Kalisz zaznaczył w TVN24, że jeśli doniesienie gazety są prawdą, to jest to skandal.

Sobotnia "Rzeczpospolita" poinformowała, że prokuratura, w ramach pomocy prawnej Rosjanom, wystąpiła do IPN o sprawdzenie danych dwóch pilotów Tu-154, który rozbił się pod Smoleńskiem. Według gazety badano przeszłość trzech pokoleń rodzin mjr. Dariusza Protasiuka i ppłk. Roberta Grzywny.

Reklama

O zwołanie posiedzenia komisji sprawiedliwości w tej sprawie zaapelowała do Kalisza w niedzielę w TVN24 posłanka Solidarnej Polski Beata Kempa. Jak mówiła, chodzi o to, by prokuratorzy odpowiedzieli na pytanie, dlaczego taki wniosek - o inwigilację naszych polskich pilotów - został zrealizowany.

Kalisz, pytany w TVN24 czy zwoła posiedzenie, odparł: tak. Wcześniej jednak - jak zapowiedział - skontaktuje się z Prokuratorem Generalnym Andrzejem Seremetem.

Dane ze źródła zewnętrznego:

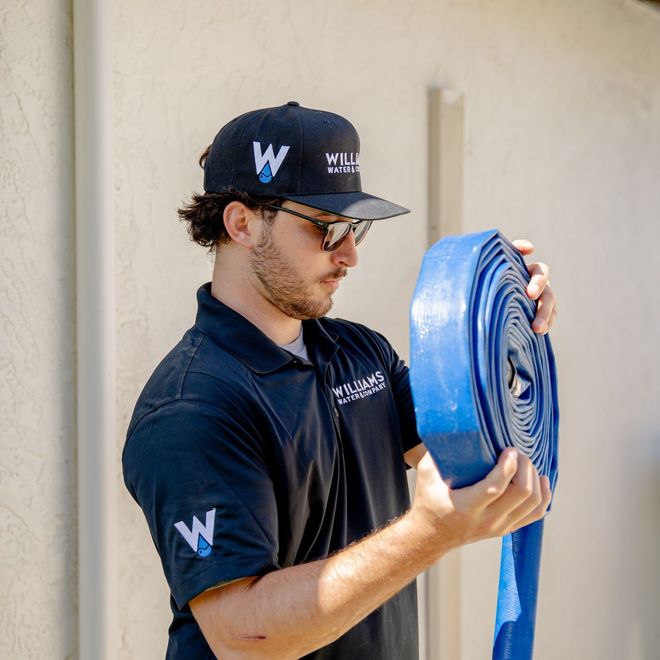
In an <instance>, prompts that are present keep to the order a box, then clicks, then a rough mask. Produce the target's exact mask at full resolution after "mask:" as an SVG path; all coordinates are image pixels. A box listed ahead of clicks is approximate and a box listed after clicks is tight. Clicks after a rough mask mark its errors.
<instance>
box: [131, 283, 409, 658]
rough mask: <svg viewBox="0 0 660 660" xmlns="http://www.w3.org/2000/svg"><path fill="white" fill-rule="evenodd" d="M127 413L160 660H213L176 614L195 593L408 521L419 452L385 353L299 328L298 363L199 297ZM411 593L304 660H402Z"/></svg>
mask: <svg viewBox="0 0 660 660" xmlns="http://www.w3.org/2000/svg"><path fill="white" fill-rule="evenodd" d="M197 297H198V304H199V307H198V313H197V319H196V322H195V325H194V327H193V328H191V329H190V330H189V331H188V332H186V334H185V335H184V336H183V338H182V339H181V341H180V342H179V343H178V344H177V346H175V348H174V349H173V350H172V351H171V352H170V353H169V355H167V356H166V357H165V359H164V360H163V361H162V362H161V363H160V365H159V366H158V367H157V368H156V370H155V371H154V373H153V375H152V376H151V378H150V379H149V381H148V382H147V384H146V386H145V388H144V390H143V391H142V394H141V395H140V398H139V399H138V402H137V404H136V407H135V411H134V413H133V418H132V420H131V423H130V426H129V429H128V435H127V440H126V446H125V448H124V454H123V467H124V479H125V482H126V486H127V487H128V489H129V491H130V492H131V495H132V496H133V497H134V498H135V500H136V501H137V502H138V504H139V505H140V506H141V507H142V510H143V512H144V515H145V517H146V519H147V523H148V524H149V529H150V530H151V535H152V538H153V540H154V543H155V545H156V549H157V551H158V554H159V555H160V558H161V562H162V565H163V570H164V572H165V577H166V578H167V581H168V583H169V586H170V589H171V594H172V598H171V599H170V600H171V606H172V611H173V614H174V619H173V622H172V625H171V626H170V631H169V634H170V637H169V645H168V651H167V658H177V659H179V658H186V659H189V658H213V657H214V656H213V654H212V652H211V650H210V649H209V647H208V645H207V644H206V642H205V640H204V638H203V636H202V634H201V631H200V629H199V627H198V626H197V624H196V622H195V620H194V618H193V616H192V614H191V612H190V608H189V607H188V601H190V600H191V599H192V598H194V597H195V596H197V595H198V594H200V593H201V592H203V591H204V590H206V589H209V588H210V587H213V586H215V585H218V584H219V583H223V582H227V581H230V580H234V579H237V578H242V577H246V576H251V575H263V574H265V573H268V572H269V571H273V570H277V569H280V568H286V567H287V566H292V565H294V564H301V563H304V562H309V561H313V560H316V559H320V558H323V557H327V556H328V555H329V554H331V553H332V552H334V551H336V550H339V549H341V548H344V547H345V546H346V545H348V544H349V543H351V542H352V541H355V540H357V539H360V538H362V537H363V536H365V535H366V534H368V533H369V532H371V531H372V530H374V529H376V528H378V527H381V526H383V525H384V524H385V523H387V522H388V521H390V520H392V519H393V518H395V517H397V516H399V515H401V514H402V513H403V512H404V511H405V510H406V509H407V508H408V506H409V496H408V488H407V482H406V467H405V463H404V458H403V454H404V452H406V451H407V450H408V449H410V448H412V447H414V446H415V445H416V444H417V443H418V442H419V439H418V437H417V433H416V430H415V419H414V410H413V404H412V398H411V394H410V387H409V383H408V373H407V369H406V367H405V365H404V364H403V363H402V361H401V360H400V359H399V358H398V356H397V355H396V353H395V352H394V350H393V349H392V347H391V346H390V344H389V343H388V342H387V341H386V340H385V339H384V338H383V337H382V336H380V335H379V334H377V333H375V332H373V331H372V330H369V329H368V328H366V327H364V326H362V325H359V324H356V323H349V322H347V321H341V320H331V319H328V318H322V319H319V320H312V321H305V322H304V323H303V333H304V338H305V343H306V345H307V349H308V352H309V356H310V362H304V361H303V360H301V359H300V358H298V357H296V356H294V355H292V354H291V353H289V352H287V351H285V350H283V349H282V348H280V347H279V346H277V345H276V344H275V343H273V342H272V341H271V340H270V339H269V338H268V337H266V335H264V334H263V333H262V332H261V331H260V330H259V329H258V328H256V327H255V326H254V325H252V324H251V323H250V322H249V321H247V320H246V319H245V318H244V317H242V316H240V315H239V314H237V313H236V312H234V311H233V310H231V309H230V308H229V307H227V306H225V305H223V304H222V303H220V302H219V301H217V300H216V299H214V298H213V297H212V296H211V289H210V284H206V285H205V286H203V287H201V288H200V290H199V291H198V294H197ZM416 610H417V605H416V593H415V584H414V582H413V583H411V584H410V585H409V586H408V587H406V588H405V589H403V590H402V591H401V592H399V593H398V594H397V595H396V596H394V597H393V598H391V599H390V600H389V601H388V602H386V603H384V604H383V605H382V606H381V607H379V608H378V609H377V610H376V611H374V612H373V613H372V614H370V615H369V616H368V617H367V618H366V619H364V620H363V621H362V622H360V623H359V624H357V625H356V626H355V627H354V628H352V629H351V630H349V631H348V632H347V633H346V634H344V635H343V636H342V637H341V638H340V639H338V640H337V641H335V642H334V643H333V644H330V645H329V646H326V647H324V648H322V649H320V650H318V651H316V652H315V653H312V654H310V655H309V656H307V657H309V658H319V659H320V658H341V659H342V660H349V659H350V658H360V660H364V658H365V657H368V658H378V659H380V658H384V659H391V660H395V659H396V660H408V659H409V660H413V659H416V658H417V657H418V649H417V613H416Z"/></svg>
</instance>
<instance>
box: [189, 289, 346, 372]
mask: <svg viewBox="0 0 660 660" xmlns="http://www.w3.org/2000/svg"><path fill="white" fill-rule="evenodd" d="M195 326H196V327H197V328H198V329H199V330H201V331H202V332H203V333H204V334H206V335H208V336H209V337H210V338H211V339H212V340H213V342H214V343H216V344H218V345H219V346H221V347H222V348H223V349H224V350H226V351H227V352H228V353H231V355H233V356H234V357H235V358H237V359H238V360H240V361H241V362H242V363H243V364H244V365H245V366H246V367H248V368H249V369H251V370H252V371H255V372H256V373H260V374H267V373H272V372H273V371H277V370H278V369H281V368H282V367H285V366H286V365H288V364H290V363H292V362H296V361H299V360H297V358H296V357H295V356H293V355H292V354H291V353H289V352H288V351H285V350H284V349H283V348H280V347H279V346H278V345H277V344H276V343H275V342H274V341H272V339H270V338H269V337H267V336H266V335H265V334H264V333H263V332H261V330H259V328H257V327H256V326H255V325H253V324H252V323H250V321H248V320H247V319H246V318H245V317H244V316H241V315H240V314H239V313H238V312H235V311H234V310H233V309H231V307H227V305H225V304H224V303H221V302H220V301H219V300H217V299H216V298H214V297H213V296H212V295H211V283H210V282H207V283H206V284H204V285H203V286H201V287H200V288H199V290H198V291H197V317H196V319H195ZM303 332H304V334H305V338H306V341H308V340H307V337H308V336H310V338H311V335H314V339H315V340H316V341H318V342H320V344H322V345H323V347H324V349H325V350H323V353H324V354H325V355H326V356H327V357H328V358H330V357H331V356H332V355H334V353H335V352H336V350H337V346H336V344H335V341H336V339H337V337H334V336H331V335H329V334H328V333H327V332H326V330H325V328H324V327H323V325H322V324H321V322H320V321H318V320H311V321H303ZM326 347H327V348H326Z"/></svg>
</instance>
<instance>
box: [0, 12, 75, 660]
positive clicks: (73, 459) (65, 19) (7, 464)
mask: <svg viewBox="0 0 660 660" xmlns="http://www.w3.org/2000/svg"><path fill="white" fill-rule="evenodd" d="M0 26H1V27H0V145H1V147H0V148H1V151H0V190H1V191H2V192H1V196H0V199H1V203H0V374H1V378H0V593H1V594H2V605H1V606H0V657H3V658H48V657H52V658H55V657H57V658H66V657H71V654H72V653H74V651H75V646H76V628H77V621H76V600H77V596H76V591H77V584H76V560H77V552H76V547H77V540H76V462H75V455H76V452H75V429H74V420H75V383H74V380H75V356H74V341H75V340H74V325H73V310H74V291H75V289H74V287H75V280H74V254H73V230H74V227H73V222H72V209H73V180H72V178H71V171H72V166H73V138H72V134H73V133H72V129H73V124H72V107H73V96H72V91H73V89H72V74H71V15H70V11H69V8H68V4H67V3H66V2H61V1H60V2H52V1H51V2H47V1H46V0H41V1H39V2H16V3H2V6H1V7H0Z"/></svg>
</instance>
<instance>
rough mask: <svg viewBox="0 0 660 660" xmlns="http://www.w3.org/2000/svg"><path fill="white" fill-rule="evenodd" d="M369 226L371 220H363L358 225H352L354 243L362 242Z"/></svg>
mask: <svg viewBox="0 0 660 660" xmlns="http://www.w3.org/2000/svg"><path fill="white" fill-rule="evenodd" d="M369 227H371V220H364V221H362V222H361V223H360V224H359V225H353V233H354V234H355V245H360V243H362V241H363V240H364V239H365V237H366V235H367V232H368V231H369Z"/></svg>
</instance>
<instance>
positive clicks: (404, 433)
mask: <svg viewBox="0 0 660 660" xmlns="http://www.w3.org/2000/svg"><path fill="white" fill-rule="evenodd" d="M391 351H392V362H391V369H392V371H391V376H390V378H391V383H392V389H393V391H394V399H395V401H396V406H397V410H398V413H399V424H400V426H401V438H402V443H403V451H404V453H405V452H407V451H408V450H409V449H412V448H413V447H416V446H417V445H418V444H419V443H420V442H421V439H420V437H419V435H418V434H417V419H416V417H415V404H414V402H413V397H412V389H411V387H410V373H409V371H408V366H407V365H406V363H405V362H404V361H403V360H402V359H401V358H399V356H398V355H397V354H396V352H395V351H394V349H393V348H391Z"/></svg>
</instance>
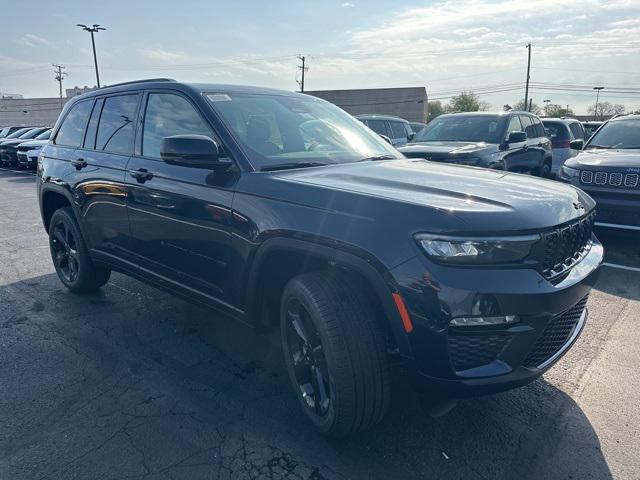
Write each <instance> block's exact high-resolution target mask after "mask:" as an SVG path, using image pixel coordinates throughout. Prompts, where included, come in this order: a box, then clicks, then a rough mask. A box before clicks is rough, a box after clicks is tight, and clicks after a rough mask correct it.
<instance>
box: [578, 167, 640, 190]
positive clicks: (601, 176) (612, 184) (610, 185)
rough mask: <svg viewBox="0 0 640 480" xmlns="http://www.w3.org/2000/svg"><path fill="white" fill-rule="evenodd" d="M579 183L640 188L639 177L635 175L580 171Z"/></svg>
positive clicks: (626, 173) (582, 184)
mask: <svg viewBox="0 0 640 480" xmlns="http://www.w3.org/2000/svg"><path fill="white" fill-rule="evenodd" d="M580 183H581V184H582V185H598V186H611V187H620V188H637V187H638V186H640V175H639V174H637V173H622V172H603V171H592V170H581V171H580Z"/></svg>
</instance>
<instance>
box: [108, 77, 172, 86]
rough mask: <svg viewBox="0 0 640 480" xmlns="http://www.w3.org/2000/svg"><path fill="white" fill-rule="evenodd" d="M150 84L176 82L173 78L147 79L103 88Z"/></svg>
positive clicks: (123, 82)
mask: <svg viewBox="0 0 640 480" xmlns="http://www.w3.org/2000/svg"><path fill="white" fill-rule="evenodd" d="M148 82H175V80H174V79H173V78H145V79H143V80H131V81H130V82H121V83H114V84H112V85H105V86H104V87H103V88H110V87H119V86H121V85H132V84H134V83H148Z"/></svg>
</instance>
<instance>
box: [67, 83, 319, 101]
mask: <svg viewBox="0 0 640 480" xmlns="http://www.w3.org/2000/svg"><path fill="white" fill-rule="evenodd" d="M167 87H169V88H174V89H177V90H183V91H191V93H196V94H200V93H203V92H211V93H244V94H256V95H285V96H299V95H304V94H300V93H297V92H290V91H286V90H277V89H275V88H264V87H254V86H248V85H232V84H218V83H183V82H177V81H176V80H173V79H171V78H150V79H145V80H135V81H131V82H124V83H118V84H115V85H110V86H106V87H103V88H100V89H98V90H92V91H91V92H87V93H84V94H82V95H78V96H77V97H74V101H80V100H84V99H87V98H92V97H96V96H100V95H105V94H111V93H120V92H127V91H131V90H142V89H154V88H167ZM309 97H310V98H314V99H315V98H317V97H311V96H309Z"/></svg>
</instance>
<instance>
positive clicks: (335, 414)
mask: <svg viewBox="0 0 640 480" xmlns="http://www.w3.org/2000/svg"><path fill="white" fill-rule="evenodd" d="M280 327H281V328H280V331H281V336H282V345H283V350H284V355H285V362H286V364H287V370H288V372H289V378H290V380H291V382H292V385H293V388H294V390H295V392H296V395H297V396H298V399H299V400H300V403H301V405H302V409H303V411H304V413H305V415H306V417H307V418H308V419H309V420H310V422H311V423H312V424H313V425H314V427H315V428H316V429H317V430H318V431H319V432H320V433H322V434H324V435H328V436H333V437H344V436H347V435H351V434H354V433H357V432H360V431H363V430H366V429H367V428H370V427H371V426H372V425H374V424H376V423H377V422H378V421H380V420H381V419H382V418H383V417H384V415H385V413H386V412H387V409H388V406H389V397H390V390H391V387H390V381H389V367H388V364H387V357H386V348H385V340H384V335H383V332H382V329H381V328H380V326H379V324H378V323H377V322H376V319H375V312H374V311H373V309H372V308H371V302H370V301H368V299H367V298H366V295H365V293H364V292H363V291H362V290H361V289H360V288H359V287H358V286H357V283H355V282H354V281H353V279H350V277H349V276H347V275H346V274H345V273H342V272H339V271H325V272H313V273H305V274H302V275H299V276H297V277H295V278H293V279H291V280H290V281H289V283H287V285H286V287H285V289H284V293H283V295H282V302H281V308H280Z"/></svg>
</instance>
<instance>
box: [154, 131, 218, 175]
mask: <svg viewBox="0 0 640 480" xmlns="http://www.w3.org/2000/svg"><path fill="white" fill-rule="evenodd" d="M160 156H161V157H162V160H163V161H165V162H166V163H170V164H172V165H182V166H184V167H195V168H214V167H215V166H216V165H218V157H219V156H220V151H219V149H218V145H217V144H216V142H214V141H213V140H212V139H211V138H209V137H207V136H204V135H172V136H170V137H164V138H163V139H162V143H161V144H160Z"/></svg>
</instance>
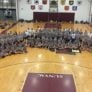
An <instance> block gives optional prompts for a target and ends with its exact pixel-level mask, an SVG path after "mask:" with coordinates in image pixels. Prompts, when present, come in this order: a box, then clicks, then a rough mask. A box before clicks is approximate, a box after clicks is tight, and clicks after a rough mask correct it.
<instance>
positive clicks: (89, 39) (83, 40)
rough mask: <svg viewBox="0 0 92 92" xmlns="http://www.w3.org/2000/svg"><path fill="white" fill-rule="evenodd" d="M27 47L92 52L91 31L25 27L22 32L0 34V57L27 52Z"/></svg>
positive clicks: (91, 33) (78, 29) (91, 39)
mask: <svg viewBox="0 0 92 92" xmlns="http://www.w3.org/2000/svg"><path fill="white" fill-rule="evenodd" d="M27 47H32V48H45V49H48V50H51V51H54V52H56V53H79V52H81V51H84V50H86V51H89V52H92V32H88V31H81V30H79V29H76V30H73V29H63V30H60V29H48V28H46V29H45V28H44V29H37V30H33V29H29V28H28V29H27V31H25V32H23V33H16V32H14V33H12V32H10V33H6V34H1V35H0V57H6V56H9V55H12V54H20V53H27Z"/></svg>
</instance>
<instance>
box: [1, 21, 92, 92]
mask: <svg viewBox="0 0 92 92" xmlns="http://www.w3.org/2000/svg"><path fill="white" fill-rule="evenodd" d="M38 25H39V26H40V27H43V26H44V23H25V22H24V23H18V24H17V25H16V26H14V27H13V28H11V29H10V30H9V31H17V32H22V31H25V30H26V29H27V28H28V27H30V28H34V29H36V28H37V26H38ZM66 27H67V28H75V29H76V28H79V29H82V30H89V31H91V30H92V28H91V27H89V26H88V25H86V24H74V25H73V24H69V23H63V24H62V28H66ZM28 73H56V74H72V75H73V77H74V80H75V84H76V90H77V92H92V53H89V52H87V51H84V52H82V53H81V54H80V53H78V54H76V55H68V54H56V53H54V52H51V51H49V50H45V49H38V48H28V53H26V54H18V55H12V56H8V57H6V58H4V59H0V92H22V88H23V85H24V83H25V80H26V77H27V75H28Z"/></svg>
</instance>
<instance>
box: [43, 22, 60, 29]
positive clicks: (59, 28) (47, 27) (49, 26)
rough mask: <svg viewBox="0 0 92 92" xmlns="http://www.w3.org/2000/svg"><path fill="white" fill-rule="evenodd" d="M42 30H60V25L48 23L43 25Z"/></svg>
mask: <svg viewBox="0 0 92 92" xmlns="http://www.w3.org/2000/svg"><path fill="white" fill-rule="evenodd" d="M44 28H52V29H53V28H57V29H61V24H59V23H55V22H48V23H45V26H44Z"/></svg>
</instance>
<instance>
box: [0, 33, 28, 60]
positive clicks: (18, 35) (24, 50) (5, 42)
mask: <svg viewBox="0 0 92 92" xmlns="http://www.w3.org/2000/svg"><path fill="white" fill-rule="evenodd" d="M26 52H27V49H26V40H25V39H24V38H23V35H22V34H17V33H8V34H1V35H0V57H1V58H2V57H6V56H9V55H13V54H20V53H26Z"/></svg>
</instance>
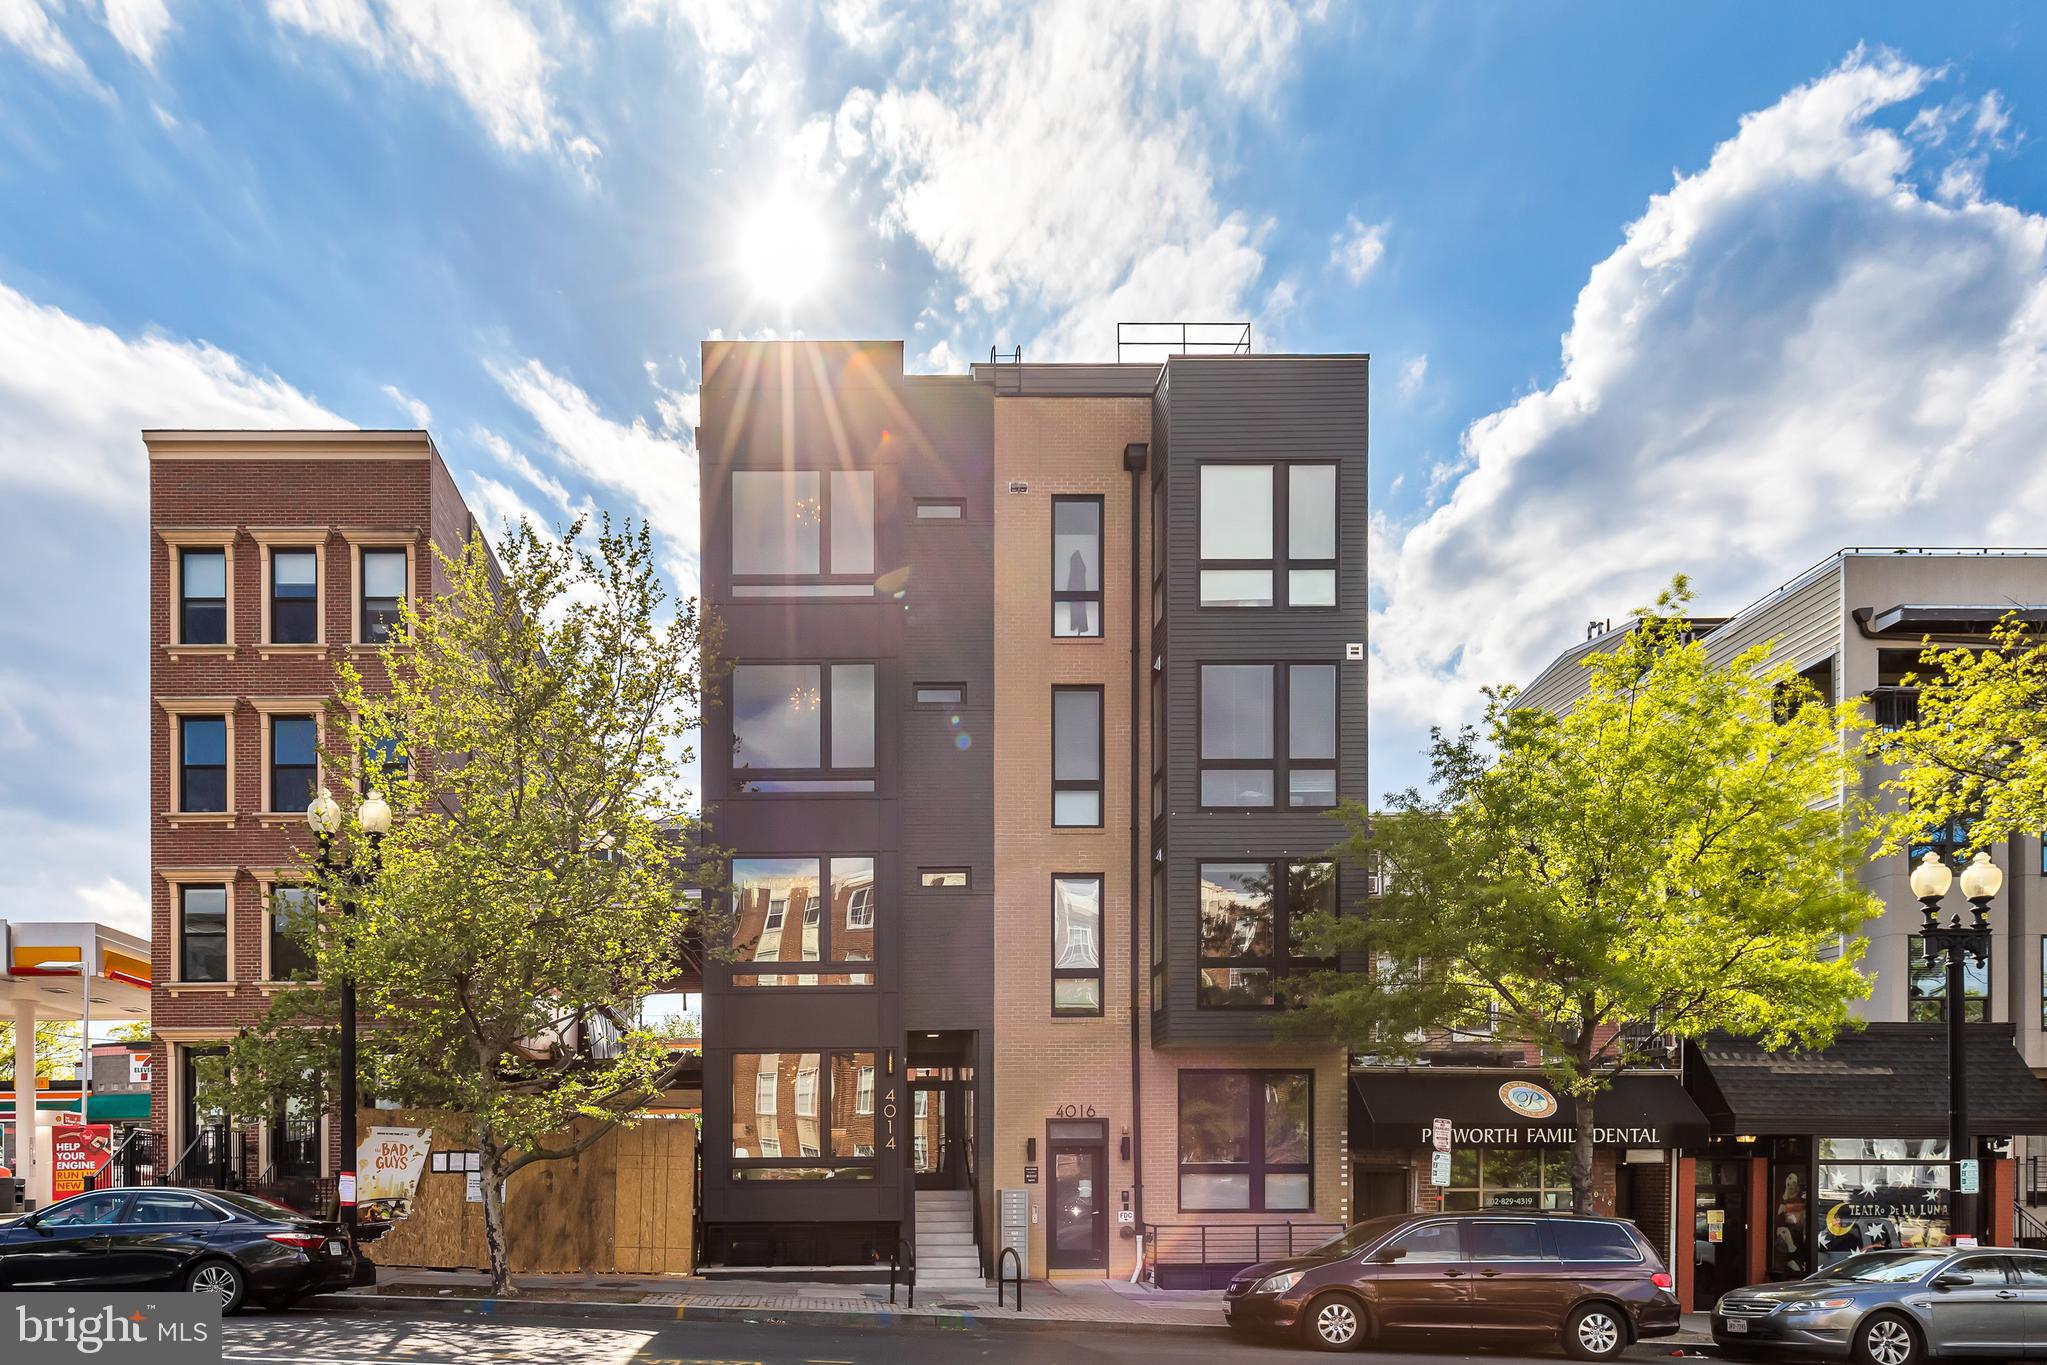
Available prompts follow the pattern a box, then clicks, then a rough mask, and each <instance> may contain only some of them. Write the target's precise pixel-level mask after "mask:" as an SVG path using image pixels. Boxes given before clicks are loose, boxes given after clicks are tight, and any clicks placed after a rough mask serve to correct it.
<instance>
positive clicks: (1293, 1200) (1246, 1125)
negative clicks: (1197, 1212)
mask: <svg viewBox="0 0 2047 1365" xmlns="http://www.w3.org/2000/svg"><path fill="white" fill-rule="evenodd" d="M1312 1134H1314V1074H1312V1072H1306V1070H1181V1072H1179V1207H1181V1212H1183V1214H1193V1212H1253V1214H1281V1212H1286V1214H1298V1212H1306V1209H1310V1207H1312V1205H1314V1140H1312Z"/></svg>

Muszę z nim ustalić, czy prokuratura jest w stanie na te pytania odpowiedzieć. Jeżeli by tak było jak napisała "Rzeczpospolita", to moim zdaniem byłby to skandal - oświadczył Kalisz. Według niego prokuratura mogła odmówić realizacji wniosku o pomoc prawną rosyjskich śledczych ws. polskich pilotów.

Reklama

Oburzenie faktem lustracji pilotów Tupolewa wyraził też poseł PO Adam Szejnfeld. Chciałbym się dowiedzieć od prokuratury, czy to bada, jak to bada i będzie wysyłała te dokumenty, to moim zdaniem jest jakiś skandal - powiedział.

IPN potwierdził, że przekazał śledczym dokumenty. Sprawdzono trzy pokolenia rodzin pilotów - nie odkryto śladów współpracy z tajnymi służbami - podała "Rz". Zakres tego wniosku był szeroki - obejmował wiele osób, co wywołało zaniepokojenie prezesa IPN Łukasza Kamińskiego i poinformowanie prokuratora generalnego.

Wojskowa Prokuratura Okręgowa, żądając tych informacji, powołała się na wniosek o pomoc prawną Komitetu Śledczego Federacji Rosyjskiej. Rzecznik Naczelnej Prokuratury Wojskowej płk Zbigniew Rzepa tłumaczył w Polsacie, że każdy wniosek prawny jest analizowany pod kątem tego, czy jest zgodny z porządkiem prawnym danego państwa. Polska prokuratura nie dopatrzyła się podstaw do tego by wniosku nie wykonywać - podkreślił.